Abandoning Dora Maar, “the weeping woman”, Picasso made her “the flower-woman” of all his paintings. He acts so well that she agrees, in 1946, to live with him, without having too many illusions about the difficulties that await her – “You mean no more to me than this dust” he warned her. upon his arrival in the studio in the rue des Grands-Augustins.
They settled in Vallauris, near Golfe-Juan (Alpes-Maritimes). Two children are born: Claude (1947) and Paloma (1949). They each work in their studio, in staggered parallel, up to twelve hours a day. She who thought of joining a group of painters led by Nicolas de Staël is getting closer to her way of painting – Dora experienced the same contamination.
Determined not to become “Bluebeard’s 7th wife”, she is all the more careful to keep her independence. She is reluctant to pose for him, for fear of becoming his “thing” and ending up in bloody lint, like the others. Her resistance exacerbates the Spaniard’s libido dominandi, who renames her “the woman who says no”. Does he get revenge by cheating on her? She becomes the mistress of a young painter, Luc Simon: tooth for tooth…
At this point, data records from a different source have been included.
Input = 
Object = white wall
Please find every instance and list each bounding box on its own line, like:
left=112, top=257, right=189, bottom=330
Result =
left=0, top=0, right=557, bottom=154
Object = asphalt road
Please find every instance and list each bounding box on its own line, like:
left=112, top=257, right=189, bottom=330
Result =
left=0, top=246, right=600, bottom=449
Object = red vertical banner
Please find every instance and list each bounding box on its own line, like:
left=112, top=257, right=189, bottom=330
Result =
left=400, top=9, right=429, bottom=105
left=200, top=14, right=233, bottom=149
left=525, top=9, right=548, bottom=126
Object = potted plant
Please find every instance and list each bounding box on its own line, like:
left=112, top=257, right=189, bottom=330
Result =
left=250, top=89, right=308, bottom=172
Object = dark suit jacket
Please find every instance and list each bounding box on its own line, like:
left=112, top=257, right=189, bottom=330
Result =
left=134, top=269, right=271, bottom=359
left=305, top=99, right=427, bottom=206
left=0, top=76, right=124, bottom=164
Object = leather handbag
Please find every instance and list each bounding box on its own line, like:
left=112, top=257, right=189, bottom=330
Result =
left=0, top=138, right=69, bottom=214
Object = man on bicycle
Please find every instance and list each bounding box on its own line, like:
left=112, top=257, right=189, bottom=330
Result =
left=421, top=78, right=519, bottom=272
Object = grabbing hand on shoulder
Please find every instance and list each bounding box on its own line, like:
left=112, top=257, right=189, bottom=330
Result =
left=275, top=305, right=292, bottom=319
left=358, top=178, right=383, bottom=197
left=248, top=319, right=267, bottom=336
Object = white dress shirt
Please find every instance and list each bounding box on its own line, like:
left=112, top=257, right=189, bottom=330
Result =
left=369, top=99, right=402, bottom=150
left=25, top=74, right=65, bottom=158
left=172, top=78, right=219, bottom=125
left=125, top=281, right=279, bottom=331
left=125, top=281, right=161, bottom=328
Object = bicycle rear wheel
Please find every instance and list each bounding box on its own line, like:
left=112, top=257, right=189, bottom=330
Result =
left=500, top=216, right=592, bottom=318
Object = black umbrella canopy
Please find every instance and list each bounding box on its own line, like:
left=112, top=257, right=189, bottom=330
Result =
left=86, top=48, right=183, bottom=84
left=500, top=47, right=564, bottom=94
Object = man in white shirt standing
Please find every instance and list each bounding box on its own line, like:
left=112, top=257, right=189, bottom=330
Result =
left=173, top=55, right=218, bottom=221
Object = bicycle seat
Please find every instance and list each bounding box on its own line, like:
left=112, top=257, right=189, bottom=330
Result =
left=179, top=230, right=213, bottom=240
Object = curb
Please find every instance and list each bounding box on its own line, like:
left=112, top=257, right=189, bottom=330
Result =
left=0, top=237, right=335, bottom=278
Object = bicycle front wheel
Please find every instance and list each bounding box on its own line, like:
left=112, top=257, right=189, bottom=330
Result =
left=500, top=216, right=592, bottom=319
Until that day in 1964 when Living with Picasso was published, a book co-written with an art critic in which she recounts their exhilarating encounter, their difficult daily life, the voracious and melancholic nature of a painter whom nothing satisfied. It’s a huge scandal and a huge success (16 translations, one million copies sold).
From Aragon to Leiris, the whole of Paris is petitioning to ban a book that anticipates the feminist rereading that Picasso now undergoes, but with an aesthetic intelligence that is sometimes lacking in it, and that Gilot confirms by publishing, in 1991, Matisse and Picasso.
While she thought she was hated by the French, François Gilot finally benefited, like Dora Maar, from personal exhibitions in France: in Nîmes in 2004 then in 2012, under the direction of Annie Maillis, and in 2021 at the Estrine museum in Saint-Remy-de-Provence.
The same year, one of his paintings sold for 1.3 million dollars (1.2 million euros) by Sotheby’s. She just died at 101, the start of a second life, no doubt about it. Far from the shadow of a painter whom she refused to reduce to a simple rapist, without hiding anything of his monstrosity.